Associative (Composite) Entities

Associative entities represent M:N relationships between entities. They have a 1:M relationship with the parent entities and are composed of their primary key attributes.

Database Design Challenges: Conflicting Goals

Database designers often face conflicting goals, such as balancing design standards with processing speed and information generation.

Entity Supertypes and Subtypes

Entity Supertype

A generic entity type related to one or more entity subtypes, containing common characteristics.

Entity Subtype

Contains unique characteristics of each entity subtype. Subtypes exist within the context of a supertype and inherit attributes and relationships from it.

Specialization Hierarchy

Depicts the arrangement of supertypes (parent entities) and subtypes (child entities) in an “is-a” relationship.

Inheritance

Enables subtypes to inherit attributes and relationships from the supertype.

Subtype Discriminator

An attribute in the supertype that determines the related subtype.

Disjoint and Overlapping Constraints

  • Disjoint subtypes: Contain unique subsets of the supertype entity set.
  • Overlapping subtypes: Contain nonunique subsets of the supertype entity set.

Completeness Constraint

  • Partial completeness: Not every supertype occurrence is a member of a subtype.
  • Total completeness: Every supertype occurrence must be a member of at least one subtype.

Specialization and Generalization

  • Specialization: Top-down process of identifying subtypes from a supertype.
  • Generalization: Bottom-up process of identifying a supertype from subtypes.

Entity Integrity: Selecting Primary Keys

Primary Keys

Uniquely identify each entity instance and guarantee entity integrity.

Natural Keys and Primary Keys

Natural keys are real-world identifiers used to uniquely identify objects.
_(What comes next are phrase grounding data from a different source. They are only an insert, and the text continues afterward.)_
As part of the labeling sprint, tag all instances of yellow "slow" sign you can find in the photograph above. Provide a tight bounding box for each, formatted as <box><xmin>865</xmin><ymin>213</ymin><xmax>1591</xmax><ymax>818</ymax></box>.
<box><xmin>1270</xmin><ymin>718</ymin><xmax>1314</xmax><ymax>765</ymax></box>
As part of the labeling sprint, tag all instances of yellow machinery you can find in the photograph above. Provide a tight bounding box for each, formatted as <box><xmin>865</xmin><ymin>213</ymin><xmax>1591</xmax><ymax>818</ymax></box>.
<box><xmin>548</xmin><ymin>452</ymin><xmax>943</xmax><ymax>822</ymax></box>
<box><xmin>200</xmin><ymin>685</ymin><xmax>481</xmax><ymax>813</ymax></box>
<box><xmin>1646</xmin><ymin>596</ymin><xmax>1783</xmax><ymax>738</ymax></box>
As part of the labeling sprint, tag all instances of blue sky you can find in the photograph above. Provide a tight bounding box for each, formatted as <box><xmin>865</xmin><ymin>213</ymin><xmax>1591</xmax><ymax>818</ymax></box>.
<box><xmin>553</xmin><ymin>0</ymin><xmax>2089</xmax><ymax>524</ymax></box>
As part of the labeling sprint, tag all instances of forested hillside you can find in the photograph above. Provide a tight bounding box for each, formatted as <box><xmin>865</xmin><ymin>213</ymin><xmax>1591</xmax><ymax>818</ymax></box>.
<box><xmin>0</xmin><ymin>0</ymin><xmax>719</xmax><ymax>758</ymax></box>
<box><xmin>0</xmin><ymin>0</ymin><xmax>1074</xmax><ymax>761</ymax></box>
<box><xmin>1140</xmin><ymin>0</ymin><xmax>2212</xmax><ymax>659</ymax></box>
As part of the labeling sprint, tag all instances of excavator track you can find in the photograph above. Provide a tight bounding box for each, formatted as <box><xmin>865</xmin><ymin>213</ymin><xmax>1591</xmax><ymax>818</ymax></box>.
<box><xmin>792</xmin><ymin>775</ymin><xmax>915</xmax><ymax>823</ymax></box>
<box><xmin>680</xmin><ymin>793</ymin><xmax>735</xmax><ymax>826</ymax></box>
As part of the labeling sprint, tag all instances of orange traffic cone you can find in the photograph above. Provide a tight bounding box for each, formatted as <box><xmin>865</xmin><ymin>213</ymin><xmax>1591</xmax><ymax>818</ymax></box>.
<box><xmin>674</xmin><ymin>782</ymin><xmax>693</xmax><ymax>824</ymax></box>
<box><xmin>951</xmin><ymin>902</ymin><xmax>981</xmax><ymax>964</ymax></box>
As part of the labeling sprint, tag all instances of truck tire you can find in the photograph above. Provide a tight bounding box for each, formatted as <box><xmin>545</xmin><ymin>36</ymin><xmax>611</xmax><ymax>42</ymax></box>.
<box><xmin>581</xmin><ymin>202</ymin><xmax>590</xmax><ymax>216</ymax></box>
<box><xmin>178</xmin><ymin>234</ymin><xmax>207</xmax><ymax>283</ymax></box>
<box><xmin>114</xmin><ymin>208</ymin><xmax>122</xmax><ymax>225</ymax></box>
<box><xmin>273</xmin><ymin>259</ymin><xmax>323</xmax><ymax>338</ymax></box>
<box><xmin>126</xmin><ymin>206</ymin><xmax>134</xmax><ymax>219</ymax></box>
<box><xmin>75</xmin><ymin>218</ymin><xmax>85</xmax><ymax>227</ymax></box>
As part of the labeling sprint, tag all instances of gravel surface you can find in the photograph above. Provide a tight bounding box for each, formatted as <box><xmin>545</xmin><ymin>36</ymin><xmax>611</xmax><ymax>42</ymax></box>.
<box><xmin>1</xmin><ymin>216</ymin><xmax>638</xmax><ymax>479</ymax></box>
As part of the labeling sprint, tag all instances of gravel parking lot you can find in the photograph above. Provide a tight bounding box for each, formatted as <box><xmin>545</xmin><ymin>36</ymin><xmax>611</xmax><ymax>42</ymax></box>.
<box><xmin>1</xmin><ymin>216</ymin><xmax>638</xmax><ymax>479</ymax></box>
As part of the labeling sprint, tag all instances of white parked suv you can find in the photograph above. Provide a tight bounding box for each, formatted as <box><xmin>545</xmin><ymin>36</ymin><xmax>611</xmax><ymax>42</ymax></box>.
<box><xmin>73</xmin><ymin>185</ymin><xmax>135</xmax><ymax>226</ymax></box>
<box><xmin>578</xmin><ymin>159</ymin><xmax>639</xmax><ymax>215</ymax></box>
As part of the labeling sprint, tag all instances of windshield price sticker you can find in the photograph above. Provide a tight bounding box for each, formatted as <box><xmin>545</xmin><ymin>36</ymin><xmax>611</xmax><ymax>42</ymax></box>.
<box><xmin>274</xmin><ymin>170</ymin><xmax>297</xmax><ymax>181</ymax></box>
They can be used as primary keys.

Primary Key Guidelines

Guidelines for selecting primary keys include considering natural keys, composite keys, and surrogate keys.

Summary

The EER model extends the ER model with supertypes, subtypes, and clusters. Natural keys, composite keys, and surrogate keys play important roles in entity integrity. Time-variant data and fan traps are additional considerations in database design.

The Normalization Process

Normalization is the process of organizing data to reduce redundancy and improve data integrity. The different normal forms (1NF, 2NF, 3NF, BCNF, 4NF) address specific types of data anomalies.

Functional Dependence

Functional dependence occurs when one attribute determines the value of another attribute.

Conversion to First Normal Form (1NF)

1NF eliminates repeating groups and ensures that all attributes are dependent on the primary key.

The Boyce-Codd Normal Form (BCNF)

BCNF is a stricter form of 3NF, ensuring that every determinant is a candidate key.

Understanding Normalization

Normalization helps to organize data efficiently and avoid redundancy. Functional dependencies and transitive dependencies are key concepts in the normalization process.